Die Dinner-Events im Sommer habe ich als stressig in Erinnerung. Eine Vielzahl von Gästen sollte hier innerhalb kurzer Zeit bedient werden, was an jenem Abend nicht gelang. Es war laut, Gerichte wurden vertauscht und nacheinander ausgeliefert, so dass einige der Gäste an der Tafel hungrig warteten, während andere aßen oder bereits fertig waren. All dies war eingebettet in die bunte, relaxte Szenerie aus Reggae-Musik, Surfer-Shorts und rosa Sonnenuntergänge. Damals diagnostizierte ich, dass der Coolness-Faktor dem Service-Gedanken im Weg steht - ein Phänomen, das mir ansonsten eher in Großstädten begegnet ist. Heute glaube ich, dass der Unterschied zwischen der familiären Atmosphäre jetzt und den turbulenten Sommer-Monaten die Ursache war, und nicht der Coolness-Faktor. Die Jungs und Mädels waren angesichts der Enge des Areals und der Anzahl der Gäste schlicht überfordert. Das Essen ist gut, die Leute freundlich, und der Blick auf das Meer und den Strand unbezahlbar.

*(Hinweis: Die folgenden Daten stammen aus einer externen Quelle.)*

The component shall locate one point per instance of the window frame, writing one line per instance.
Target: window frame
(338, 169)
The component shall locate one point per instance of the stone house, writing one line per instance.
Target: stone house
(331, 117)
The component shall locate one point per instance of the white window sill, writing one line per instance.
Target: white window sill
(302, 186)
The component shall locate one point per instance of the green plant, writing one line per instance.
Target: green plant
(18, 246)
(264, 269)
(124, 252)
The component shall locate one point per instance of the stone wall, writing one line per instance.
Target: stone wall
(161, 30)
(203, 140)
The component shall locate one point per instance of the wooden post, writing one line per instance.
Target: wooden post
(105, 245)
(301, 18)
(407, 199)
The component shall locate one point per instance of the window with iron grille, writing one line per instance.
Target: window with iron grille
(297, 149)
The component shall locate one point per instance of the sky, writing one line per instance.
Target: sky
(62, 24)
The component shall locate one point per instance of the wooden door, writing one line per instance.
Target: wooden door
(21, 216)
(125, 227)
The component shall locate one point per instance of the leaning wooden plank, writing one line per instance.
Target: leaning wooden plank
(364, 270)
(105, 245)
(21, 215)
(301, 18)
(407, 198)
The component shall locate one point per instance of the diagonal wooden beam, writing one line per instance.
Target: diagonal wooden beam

Wer mehr Inspiration sucht, kann sie hier finden:

Surfen

Wandern


Wie kommt man nach Arrifana?

Man erreicht Arrifana - wie wir - von Lisboa kommend mit den Überlandbussen von Rede Expressos ab dem Busbahnhof Sete Rios. Die Fahrt dauert fast vier Stunden und trotz eines kleinen Päuschens zwischen Flug und Busfahrt waren wir bei der Ankunft in Aljezur um 21:20 Uhr ordentlich geplättet. Von der Landschaft hat man um diese Uhrzeit wenig, umso mehr genoss ich die Kombination aus fahren und Musik hören. Fahren und Musik hören ist eine meiner liebsten Kombinationen zweier sich optimal ergänzenden Tätigkeiten. Ich könnte dies einfach stundenlang tun.

Man kann naturlich auch ein Auto mieten und ist dann deutlich schneller. Da ich aber surfen will, brauche ich kein Auto vor Ort. Selbst Zug fahren geht, die Verbindungen sind aber schlechter als mit dem Bus, es sei denn, man gelangt irgendwie nach Odemira, von wo aus es eine direkte Verbindung nach Lisboa gibt. Schneller noch geht die Anreise übrigens über Faro.

Fazit: Eine kleine Auszeit vom Alltag lohnt sich immer.

Der Mensch entspannt sowieso am besten, indem er etwas tut. Warum also nicht surfen oder wandern? Bei Sarah und Aldo bekommt man darüber hinaus noch die Gelegenheit, zu erleben, was wirkungsvolle Kundenbindung bedeutet: Ich kenne niemanden, der nicht gerne noch einmal wieder käme, in die Arrifana Surf Lodge. Auch Daniel war begeistert und wird vermutlich noch anderen davon erzählen.